The researchers overcame this problem by deriving cardiac fibroblasts from human-induced pluripotent stem cells, generating thousands of cellular test subjects. They further genetically engineered them to fluoresce when stimulated. In their first round of screening, they stimulated the cardiac fibroblasts and looked for compounds that inhibited fibrosis. They used a machine-learning algorithm to select 20 compounds with promising antifibrotic activity. Through another round of screening, they eliminated those that showed toxicity to other types of heart cells.
Perfecting these techniques took several months, Zhang said, but the screening, conducted by automated robots, was done in a relative flash.
We can screen 1,000 compounds within three to five days.
Hao Zhang
“We can screen 1,000 compounds within three to five days,” he said.
From 5,000 contenders, one came out on top — a derivative of artemisinin called artesunate.
Old drug, new tricks
The researchers found that through an entirely different mechanism, the potent antimalarial drug could partially reverse cardiac fibrosis in cells taken from patients with the condition and in lab-grown heart tissue. It also improved heart function in mice with heart failure.
In fighting malaria, artesunate binds to the heme protein in red blood cells to generate reactive oxygen species, which help destroy the parasite. But with cardiac fibrosis, artesunate targets a separate molecular pathway involving myeloid differentiation factor 2 and toll-like receptor 4 to inhibit the expression of fibrotic genes.

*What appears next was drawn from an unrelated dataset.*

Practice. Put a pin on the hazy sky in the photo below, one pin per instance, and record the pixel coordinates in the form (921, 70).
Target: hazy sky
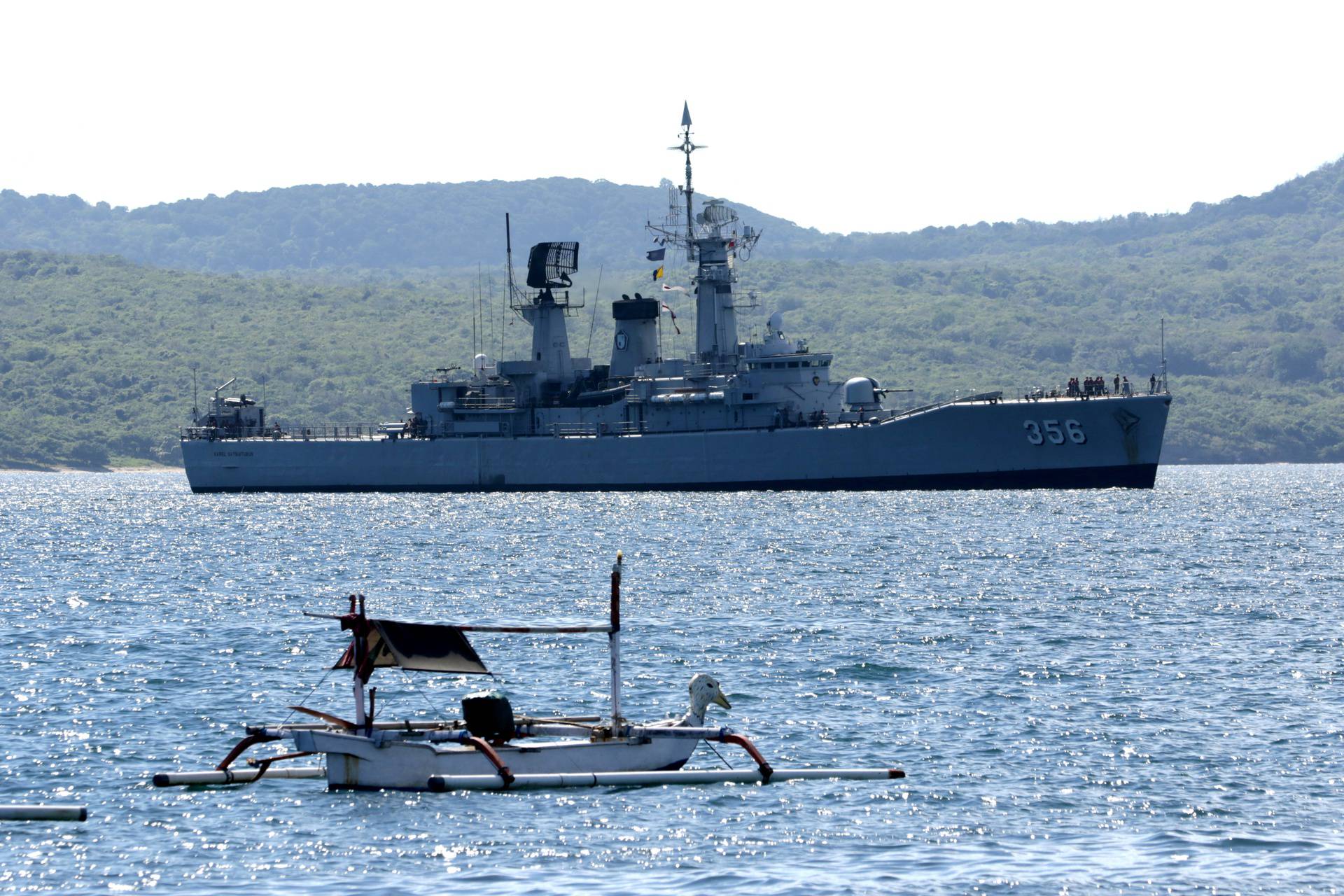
(839, 115)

Because artesunate is already FDA-approved for malaria, the researchers hope it can soon be tested in clinical trials. They plan to develop the drug into pill form — it’s currently given as an injection — and to study its effect on fibrosis in other organs.
Without the wide net enabled by today’s high-throughput screening and expansive compound libraries, researchers would have had little reason to fish out artesunate from the sea of drug candidates. Yet, artesunate exists in today’s compound libraries only because of Tu’s rediscovery 50 years ago — “It’s in the library because it is on the market,” Zhang said — and instructions relayed from the fourth century.